Flora and nature is my inspirational source for the shapes, colors and patterns in my work. As a kid I remember spending hours looking in botanical encyclopedias,
searching for the flowers I had seen on walks in the woods with my grandparents. I tried to understand and learn what plants we saw by redrawing the illustrations of plant
species as I discovered them in the encyclopedia.
For my BA collection I again look at 2D botanical images, only this time I am inspired by Ernst Haeckel prints in the book ‘Art Forms in Nature’, or from photographs of exotic
flowers I find on the internet. The 2D interpretation of botanicas is always my first point of reference – I enjoy the visual analysis that others offer of a complex and delicate physical form. This visual analysis is the first stage of my design process but it informs and evolves into a sequence of design and fabrication stages that result in my collection of jewellery.
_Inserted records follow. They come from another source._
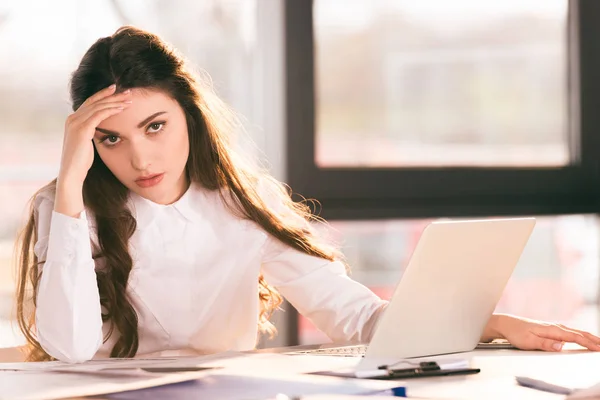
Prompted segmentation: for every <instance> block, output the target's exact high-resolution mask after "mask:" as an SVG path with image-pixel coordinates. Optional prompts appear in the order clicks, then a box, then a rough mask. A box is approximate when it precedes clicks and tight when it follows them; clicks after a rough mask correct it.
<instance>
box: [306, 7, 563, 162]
mask: <svg viewBox="0 0 600 400" xmlns="http://www.w3.org/2000/svg"><path fill="white" fill-rule="evenodd" d="M567 6H568V3H567V2H566V1H564V0H551V1H544V2H539V1H538V2H535V1H527V2H523V1H512V0H511V1H503V2H493V3H481V2H479V3H478V2H473V1H470V0H461V1H452V2H447V1H446V2H444V1H435V0H425V1H418V2H415V1H396V0H377V1H371V2H364V1H348V2H346V3H345V6H344V7H343V9H340V7H339V2H338V1H336V0H316V1H315V2H314V6H313V13H314V14H313V15H314V35H315V82H316V96H315V97H316V150H315V157H316V160H315V161H316V164H317V165H318V166H319V167H323V168H327V167H355V166H359V167H406V166H518V167H520V166H564V165H567V164H569V163H570V159H569V146H568V135H567V131H568V125H567V114H568V112H567V111H568V101H567V63H566V59H567V58H566V52H567V27H566V23H567Z"/></svg>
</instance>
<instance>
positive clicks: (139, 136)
mask: <svg viewBox="0 0 600 400" xmlns="http://www.w3.org/2000/svg"><path fill="white" fill-rule="evenodd" d="M130 100H131V101H132V103H131V104H130V105H129V106H128V107H127V108H126V109H125V110H123V111H122V112H121V113H119V114H116V115H113V116H111V117H110V118H108V119H105V120H104V121H102V123H100V125H98V127H97V128H96V135H95V137H94V143H95V145H96V149H97V150H98V154H100V158H101V159H102V161H103V162H104V163H105V164H106V166H107V167H108V168H109V169H110V170H111V171H112V173H113V174H114V175H115V176H116V177H117V179H119V181H121V183H123V184H124V185H125V186H126V187H127V188H128V189H129V190H131V191H133V192H135V193H137V194H139V195H140V196H142V197H144V198H146V199H148V200H151V201H153V202H155V203H159V204H170V203H173V202H174V201H176V200H177V199H179V198H180V197H181V196H182V195H183V193H184V192H185V191H186V190H187V187H188V186H189V182H188V181H187V176H186V172H185V166H186V162H187V159H188V154H189V151H190V144H189V140H188V130H187V123H186V120H185V114H184V112H183V109H182V108H181V107H180V106H179V103H177V101H175V100H173V99H172V98H171V97H169V96H167V95H166V94H164V93H163V92H160V91H157V90H149V89H132V90H131V95H130Z"/></svg>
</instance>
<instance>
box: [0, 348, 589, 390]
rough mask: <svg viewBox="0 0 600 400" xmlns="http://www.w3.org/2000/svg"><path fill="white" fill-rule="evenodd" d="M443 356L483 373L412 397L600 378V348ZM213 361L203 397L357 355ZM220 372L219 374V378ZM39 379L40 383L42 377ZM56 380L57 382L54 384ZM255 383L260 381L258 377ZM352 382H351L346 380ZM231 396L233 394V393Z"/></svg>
mask: <svg viewBox="0 0 600 400" xmlns="http://www.w3.org/2000/svg"><path fill="white" fill-rule="evenodd" d="M444 358H454V359H456V358H467V359H469V360H470V361H471V364H472V366H473V367H477V368H481V373H479V374H476V375H466V376H455V377H434V378H417V379H408V380H405V381H403V382H397V383H398V384H401V383H403V384H404V385H405V386H406V387H407V391H408V395H409V397H416V398H427V399H492V400H493V399H515V398H517V399H561V398H563V396H559V395H554V394H550V393H546V392H541V391H537V390H534V389H529V388H524V387H521V386H518V385H517V384H516V381H515V379H514V377H515V375H523V376H529V377H533V378H545V379H546V380H549V381H551V382H553V383H557V384H564V383H565V382H563V381H564V378H568V380H570V381H571V382H569V383H570V384H571V385H576V386H581V387H588V386H591V385H593V384H595V383H596V382H598V381H600V353H591V352H587V351H582V350H575V351H564V352H562V353H544V352H523V351H517V350H478V351H474V352H471V353H462V354H453V355H446V356H439V357H429V358H427V359H429V360H431V359H444ZM212 363H213V364H215V365H219V366H221V367H223V368H222V369H220V370H216V371H214V373H211V376H210V377H207V378H200V380H199V384H198V385H196V386H197V390H198V393H197V395H198V396H199V397H202V390H203V387H205V386H203V384H202V382H203V379H207V381H206V382H208V380H210V381H213V382H214V381H222V382H223V385H225V388H227V387H229V386H227V385H230V384H231V382H232V378H231V377H232V376H236V375H237V376H239V375H243V376H247V377H250V378H252V377H254V378H259V379H261V378H265V382H267V378H268V380H270V381H273V379H278V377H281V379H284V377H286V376H287V377H293V376H298V374H304V373H306V372H315V371H319V370H329V369H339V368H343V367H347V366H351V365H354V364H356V363H357V359H352V358H345V357H327V356H306V355H294V356H284V355H281V354H273V353H265V352H264V351H263V352H256V353H253V354H245V355H242V356H241V357H238V358H237V359H225V360H217V361H213V362H212ZM55 374H56V373H55ZM42 375H43V376H40V379H41V378H43V377H44V376H45V375H46V374H44V373H42ZM219 375H221V376H220V377H219ZM34 376H35V374H31V375H29V376H28V377H27V378H28V379H32V377H34ZM24 378H25V377H24ZM48 378H50V376H48ZM54 378H55V379H67V377H66V376H65V375H60V374H59V375H55V377H54ZM319 378H322V377H316V378H313V377H312V376H310V375H308V376H307V375H303V378H302V380H303V381H306V379H309V380H310V379H314V381H311V383H312V382H315V383H316V381H318V380H319ZM70 379H72V378H70ZM227 382H229V383H227ZM39 383H40V384H41V382H39ZM58 383H59V382H55V384H58ZM226 383H227V385H226ZM259 384H260V382H259ZM344 384H345V383H344ZM223 385H221V386H223ZM253 385H254V386H256V380H255V382H254V383H253ZM348 385H350V386H351V385H352V383H350V382H348ZM227 394H228V393H226V396H225V397H222V396H221V397H219V398H223V399H224V398H228V397H227ZM238 394H239V393H238ZM1 397H2V396H1V395H0V398H1ZM107 398H110V396H107ZM116 398H118V397H116ZM229 398H235V396H230V397H229Z"/></svg>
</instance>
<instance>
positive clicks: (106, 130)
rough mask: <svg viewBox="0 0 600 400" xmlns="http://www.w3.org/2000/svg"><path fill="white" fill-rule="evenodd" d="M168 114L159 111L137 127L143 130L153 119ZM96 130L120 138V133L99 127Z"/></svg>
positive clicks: (96, 127)
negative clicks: (145, 125)
mask: <svg viewBox="0 0 600 400" xmlns="http://www.w3.org/2000/svg"><path fill="white" fill-rule="evenodd" d="M166 113H167V112H166V111H159V112H156V113H154V114H152V115H151V116H149V117H148V118H145V119H144V120H143V121H142V122H140V123H139V124H138V126H137V127H138V128H142V127H143V126H144V125H146V124H147V123H148V122H150V121H152V119H153V118H156V117H158V116H159V115H162V114H166ZM96 130H97V131H98V132H102V133H104V134H105V135H114V136H119V135H120V133H119V132H115V131H111V130H110V129H103V128H98V127H96Z"/></svg>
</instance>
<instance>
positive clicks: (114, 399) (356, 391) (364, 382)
mask: <svg viewBox="0 0 600 400" xmlns="http://www.w3.org/2000/svg"><path fill="white" fill-rule="evenodd" d="M399 386H402V382H393V381H369V380H358V379H341V378H332V377H324V376H306V375H276V376H270V377H266V376H262V377H261V376H244V375H228V374H218V373H217V374H211V375H210V376H206V377H204V378H201V379H197V380H194V381H190V382H184V383H181V384H177V385H169V386H162V387H157V388H152V389H144V390H136V391H132V392H123V393H115V394H112V395H109V396H107V398H108V399H112V400H130V399H131V400H133V399H140V398H143V399H145V400H153V399H165V398H168V399H170V400H180V399H181V400H188V399H191V398H201V399H203V400H204V399H206V400H212V399H215V400H217V399H218V400H228V399H268V398H275V397H276V396H277V395H278V394H285V395H287V396H288V397H290V398H294V397H300V396H302V397H303V398H304V396H307V395H315V394H338V395H371V394H377V393H381V392H385V391H387V390H389V389H392V388H396V387H399Z"/></svg>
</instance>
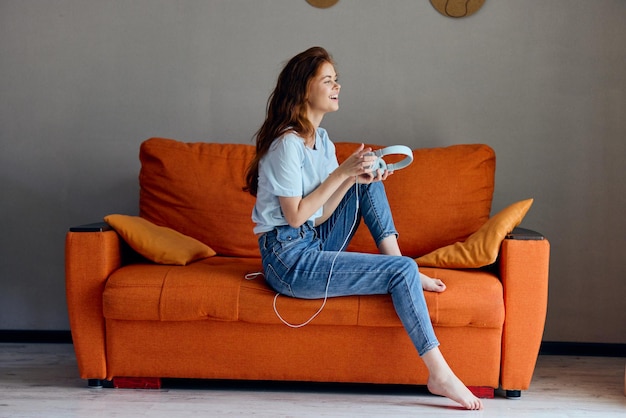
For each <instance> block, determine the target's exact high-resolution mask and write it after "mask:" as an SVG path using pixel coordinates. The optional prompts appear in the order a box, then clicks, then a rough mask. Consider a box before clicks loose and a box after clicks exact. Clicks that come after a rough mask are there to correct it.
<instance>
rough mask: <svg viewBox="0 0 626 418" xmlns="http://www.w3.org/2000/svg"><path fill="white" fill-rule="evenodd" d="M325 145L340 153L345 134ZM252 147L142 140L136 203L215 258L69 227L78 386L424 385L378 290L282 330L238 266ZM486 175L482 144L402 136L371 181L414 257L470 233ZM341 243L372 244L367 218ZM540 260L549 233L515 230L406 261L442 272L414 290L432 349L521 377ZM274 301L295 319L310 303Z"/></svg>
mask: <svg viewBox="0 0 626 418" xmlns="http://www.w3.org/2000/svg"><path fill="white" fill-rule="evenodd" d="M336 146H337V153H338V156H339V159H340V160H342V159H343V158H345V157H346V156H347V155H349V154H350V153H351V152H352V151H353V150H354V149H355V148H356V144H349V143H338V144H336ZM253 152H254V147H253V146H251V145H241V144H217V143H183V142H179V141H174V140H170V139H162V138H151V139H149V140H147V141H145V142H143V143H142V145H141V149H140V160H141V171H140V175H139V183H140V195H139V215H140V217H141V218H143V219H146V220H148V221H150V222H151V223H154V224H156V225H160V226H164V227H168V228H171V229H173V230H175V231H178V232H180V233H182V234H184V235H186V236H190V237H193V238H195V239H196V240H198V241H200V242H202V243H204V244H206V245H208V246H209V247H211V248H212V249H213V250H214V251H215V253H217V255H215V256H212V257H207V258H203V259H200V260H197V261H194V262H191V263H188V264H187V265H184V266H183V265H168V264H158V263H155V262H151V261H148V260H146V259H145V258H143V257H141V256H139V255H137V254H136V253H135V252H134V251H132V250H131V249H130V247H129V246H128V245H127V243H126V242H125V241H124V240H122V239H121V238H120V235H119V234H118V233H117V232H116V231H115V230H114V229H112V228H110V227H109V226H108V225H107V224H105V223H97V224H90V225H86V226H79V227H73V228H70V231H69V232H68V233H67V236H66V290H67V304H68V311H69V319H70V326H71V331H72V337H73V342H74V347H75V351H76V357H77V360H78V366H79V370H80V376H81V377H82V378H84V379H89V382H90V384H92V385H97V384H99V383H100V382H101V381H111V380H113V381H115V379H120V381H121V380H122V378H128V377H133V378H138V377H141V378H154V379H158V378H199V379H236V380H280V381H312V382H359V383H378V384H409V385H424V384H426V382H427V371H426V368H425V367H424V365H423V363H422V361H421V360H420V359H419V357H418V355H417V353H416V350H415V348H414V347H413V345H412V344H411V341H410V340H409V338H408V337H407V334H406V332H405V331H404V329H403V328H402V325H401V323H400V321H399V319H398V317H397V316H396V313H395V311H394V308H393V305H392V302H391V298H390V297H389V296H388V295H380V296H360V297H357V296H354V297H342V298H332V299H330V300H328V303H327V305H326V307H325V308H324V309H323V311H322V312H321V314H320V315H319V316H318V317H316V318H315V319H314V320H313V321H312V322H311V323H310V324H309V325H307V326H304V327H302V328H299V329H292V328H289V327H287V326H285V325H283V324H282V323H281V322H280V321H279V319H278V318H277V317H276V314H275V313H274V310H273V307H272V303H273V298H274V295H275V293H274V292H273V291H272V290H271V289H270V288H268V287H267V285H266V284H265V282H264V280H263V277H262V276H256V277H254V278H252V279H250V277H248V278H246V275H248V274H249V273H254V272H258V271H260V270H261V269H262V267H261V261H260V258H259V252H258V248H257V242H256V237H255V235H254V234H253V233H252V227H253V225H252V221H251V219H250V215H251V210H252V207H253V204H254V199H253V197H251V196H250V195H248V194H247V193H245V192H243V191H242V186H243V177H244V172H245V170H246V167H247V165H248V162H249V161H250V159H251V157H252V155H253ZM388 162H392V161H388ZM494 176H495V155H494V151H493V150H492V149H491V148H490V147H488V146H486V145H455V146H450V147H445V148H432V149H419V150H415V151H414V162H413V164H412V165H411V166H409V167H408V168H406V169H404V170H401V171H398V172H397V173H395V174H394V175H393V176H390V178H389V179H388V180H387V181H386V183H385V184H386V189H387V194H388V197H389V201H390V204H391V207H392V210H393V213H394V219H395V223H396V227H397V229H398V231H399V233H400V238H399V242H400V247H401V249H402V251H403V253H404V254H405V255H408V256H412V257H419V256H422V255H424V254H427V253H429V252H432V251H434V250H436V249H438V248H441V247H445V246H448V245H451V244H454V243H456V242H463V241H464V240H465V239H467V238H468V237H469V236H470V235H471V234H473V233H474V232H475V231H477V230H478V229H479V228H480V227H481V226H482V225H484V224H485V222H487V220H488V219H490V212H491V202H492V195H493V190H494ZM348 250H349V251H365V252H376V248H375V246H374V244H373V242H372V240H371V239H370V238H369V236H368V234H367V231H366V228H365V227H363V226H361V227H360V228H359V230H358V231H357V234H356V236H355V238H354V240H353V241H352V243H351V244H350V246H349V248H348ZM548 263H549V243H548V241H547V239H545V238H544V237H543V236H541V235H540V234H538V233H536V232H533V231H529V230H523V229H519V228H518V229H516V231H515V232H514V233H513V234H510V235H508V236H507V238H506V239H504V240H503V241H502V242H501V246H500V250H499V254H498V257H497V260H496V261H495V263H492V264H490V265H487V266H485V267H482V268H456V269H451V268H436V267H420V268H421V270H422V271H423V272H424V273H425V274H428V275H430V276H432V277H437V278H441V279H442V280H443V281H444V282H445V283H446V285H447V290H446V291H445V292H443V293H440V294H438V293H429V292H427V293H426V301H427V304H428V307H429V311H430V317H431V320H432V322H433V324H434V327H435V332H436V334H437V336H438V338H439V340H440V342H441V350H442V352H443V353H444V355H445V357H446V358H447V359H448V361H449V363H450V364H451V366H452V368H453V369H454V370H455V371H456V373H457V374H458V376H459V377H460V378H461V379H462V380H463V381H464V382H465V383H466V384H467V385H468V386H471V387H475V388H491V392H487V394H489V393H491V394H492V393H493V388H498V387H500V388H502V389H503V390H506V391H507V394H508V395H510V396H519V395H520V393H521V391H522V390H525V389H527V388H528V387H529V384H530V381H531V377H532V374H533V370H534V367H535V362H536V359H537V354H538V350H539V346H540V343H541V337H542V333H543V327H544V321H545V315H546V307H547V282H548ZM277 303H278V309H279V311H280V313H281V315H282V316H283V317H284V318H285V319H287V320H288V321H290V322H292V323H299V322H303V321H305V320H306V319H308V318H309V317H310V316H311V315H312V314H313V313H314V312H316V311H317V309H318V308H319V306H320V304H321V301H319V300H298V299H291V298H288V297H280V298H278V302H277ZM481 390H482V389H481ZM486 396H488V395H486Z"/></svg>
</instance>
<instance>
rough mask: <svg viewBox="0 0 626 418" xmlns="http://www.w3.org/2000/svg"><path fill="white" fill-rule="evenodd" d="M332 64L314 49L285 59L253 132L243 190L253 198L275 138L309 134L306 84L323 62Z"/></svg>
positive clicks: (302, 135)
mask: <svg viewBox="0 0 626 418" xmlns="http://www.w3.org/2000/svg"><path fill="white" fill-rule="evenodd" d="M327 62H328V63H330V64H333V65H334V62H333V59H332V57H331V56H330V54H329V53H328V52H327V51H326V50H325V49H324V48H322V47H319V46H315V47H312V48H309V49H307V50H306V51H304V52H301V53H299V54H298V55H296V56H295V57H293V58H292V59H290V60H289V62H287V64H286V65H285V67H284V68H283V70H282V71H281V73H280V75H279V76H278V82H277V83H276V87H275V88H274V91H273V92H272V94H271V95H270V97H269V99H268V100H267V109H266V116H265V122H263V125H262V126H261V128H260V129H259V130H258V131H257V132H256V134H255V137H256V154H255V156H254V159H253V160H252V162H251V163H250V166H249V167H248V171H247V173H246V186H245V187H244V190H245V191H247V192H249V193H250V194H251V195H253V196H256V194H257V190H258V177H259V161H260V160H261V158H263V156H264V155H265V154H267V152H268V151H269V149H270V146H271V145H272V143H273V142H274V140H275V139H277V138H279V137H280V136H282V135H283V134H284V133H285V132H287V131H294V132H296V133H297V134H298V135H300V136H301V137H303V138H306V137H309V136H311V135H313V132H314V130H315V128H314V127H313V124H311V122H310V121H309V119H308V118H307V107H306V100H307V95H308V91H309V84H310V83H311V80H312V79H313V77H315V76H316V75H317V73H318V71H319V69H320V67H321V66H322V64H324V63H327Z"/></svg>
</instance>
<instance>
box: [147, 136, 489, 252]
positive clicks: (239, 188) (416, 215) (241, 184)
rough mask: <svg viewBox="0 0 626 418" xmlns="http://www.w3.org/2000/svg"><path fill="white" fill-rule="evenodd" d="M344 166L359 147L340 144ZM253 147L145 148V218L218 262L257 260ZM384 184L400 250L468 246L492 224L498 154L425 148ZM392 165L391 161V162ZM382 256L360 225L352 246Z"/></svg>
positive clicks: (151, 141)
mask: <svg viewBox="0 0 626 418" xmlns="http://www.w3.org/2000/svg"><path fill="white" fill-rule="evenodd" d="M335 145H336V149H337V157H338V159H339V161H343V160H344V159H345V158H346V157H347V156H348V155H350V154H351V153H352V152H353V151H354V150H355V149H356V147H357V144H354V143H336V144H335ZM375 148H379V147H375ZM253 155H254V146H252V145H243V144H217V143H183V142H179V141H175V140H171V139H163V138H151V139H149V140H147V141H144V143H142V145H141V149H140V160H141V172H140V175H139V182H140V187H141V189H140V201H139V208H140V216H142V217H144V218H146V219H148V220H150V221H152V222H154V223H155V224H157V225H162V226H166V227H169V228H172V229H174V230H176V231H179V232H181V233H183V234H185V235H189V236H191V237H194V238H196V239H198V240H199V241H202V242H204V243H205V244H207V245H208V246H210V247H211V248H213V249H214V250H215V251H216V252H217V253H218V254H219V255H226V256H238V257H259V250H258V246H257V240H256V236H255V235H254V234H253V232H252V228H253V223H252V220H251V214H252V208H253V206H254V198H253V197H252V196H250V194H248V193H246V192H244V191H243V190H242V187H243V185H244V176H245V172H246V169H247V167H248V164H249V162H250V160H251V159H252V157H253ZM413 156H414V160H413V164H411V165H410V166H409V167H407V168H405V169H403V170H400V171H398V172H397V173H394V174H393V175H392V176H390V177H389V178H388V179H387V181H386V182H385V187H386V190H387V196H388V198H389V204H390V205H391V209H392V212H393V216H394V220H395V224H396V228H397V229H398V231H399V233H400V247H401V249H402V251H403V253H404V254H405V255H408V256H411V257H418V256H420V255H424V254H426V253H428V252H430V251H433V250H435V249H437V248H440V247H443V246H445V245H448V244H452V243H454V242H457V241H462V240H464V239H465V238H467V237H468V236H469V235H471V234H472V233H473V232H475V231H476V230H478V229H479V228H480V227H481V226H482V225H483V224H484V223H485V222H486V221H487V220H488V219H489V213H490V211H491V200H492V197H493V189H494V175H495V154H494V152H493V150H492V149H491V148H490V147H488V146H487V145H481V144H469V145H454V146H450V147H445V148H431V149H419V150H415V151H414V152H413ZM385 161H387V162H388V163H392V162H394V160H393V157H392V156H389V157H385ZM348 249H349V250H351V251H363V252H372V253H374V252H376V251H377V250H376V247H375V245H374V243H373V241H372V239H371V237H370V236H369V234H368V233H367V229H366V227H365V225H361V226H360V227H359V229H358V231H357V233H356V235H355V237H354V239H353V241H352V243H351V244H350V246H349V247H348Z"/></svg>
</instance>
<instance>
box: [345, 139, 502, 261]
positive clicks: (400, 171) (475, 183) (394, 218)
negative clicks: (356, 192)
mask: <svg viewBox="0 0 626 418" xmlns="http://www.w3.org/2000/svg"><path fill="white" fill-rule="evenodd" d="M335 145H336V148H337V156H338V158H339V159H340V161H342V160H343V159H345V158H347V157H348V156H349V155H350V154H351V153H352V152H354V150H355V149H356V145H355V144H351V143H338V144H335ZM371 147H372V148H373V149H377V148H380V146H376V145H371ZM394 158H396V159H395V160H394ZM402 158H404V156H402V155H399V156H389V157H385V161H386V162H387V163H393V162H395V161H397V160H399V159H402ZM495 166H496V159H495V153H494V151H493V149H492V148H491V147H489V146H487V145H484V144H462V145H452V146H449V147H442V148H428V149H417V150H414V151H413V163H412V164H411V165H410V166H408V167H406V168H404V169H402V170H399V171H397V172H396V173H394V174H393V175H391V176H389V178H388V179H387V180H386V181H385V190H386V192H387V198H388V199H389V205H390V206H391V211H392V214H393V219H394V222H395V225H396V229H397V230H398V232H399V234H400V237H399V244H400V249H401V250H402V253H403V254H404V255H408V256H411V257H417V256H419V255H424V254H427V253H429V252H431V251H433V250H436V249H437V248H440V247H443V246H445V245H449V244H452V243H455V242H458V241H463V240H464V239H465V238H467V237H468V236H470V235H471V234H472V233H473V232H475V231H476V230H478V229H479V228H480V227H481V226H482V225H483V224H484V223H485V222H487V220H488V219H489V213H490V212H491V202H492V199H493V190H494V180H495ZM348 249H349V250H352V251H361V252H371V253H375V252H377V249H376V246H375V245H374V242H373V240H372V238H371V236H370V234H369V232H368V231H367V228H366V227H365V225H364V224H361V226H360V227H359V230H358V231H357V234H356V235H355V237H354V239H353V240H352V242H351V244H350V246H349V247H348Z"/></svg>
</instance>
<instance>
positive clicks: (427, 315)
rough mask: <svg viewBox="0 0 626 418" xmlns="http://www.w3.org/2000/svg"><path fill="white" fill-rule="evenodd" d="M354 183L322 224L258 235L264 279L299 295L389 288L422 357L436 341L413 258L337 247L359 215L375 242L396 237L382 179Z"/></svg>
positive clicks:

My sequence is this: after looking I draw my own interpretations on computer with
Rhino software. This graphic transformation begins with a regular symmetrical pattern that I deform by swooping, turning and distorting on the computer. From this
manipulation I select a final pattern that is laser cut into plexiglass. The plexiglass cut-out behaves as press block onto which I press-form titanium and silver sheet. The press-forming gives a relief of the pattern in the metal sheet, and i cut along the lines of the pattern in metal with a piercing saw. I push out sections to curl details and petals that grow out of the flat pattern and bring my drawings back to life. The pieces return to the impression of exotic plants, flowers, insects. I return to nature but now in 3D, growing on to the person who wears my jewellery.
This is my design process and I see it as another version of what I did when I was a kid.
Every piece I made went through the same design and fabrication processes but each result is very different. For me the jewellery is an interesting balance of computer drawing and technology with hand-making skills. The sequence of my designing and making can happen with both, and I like that.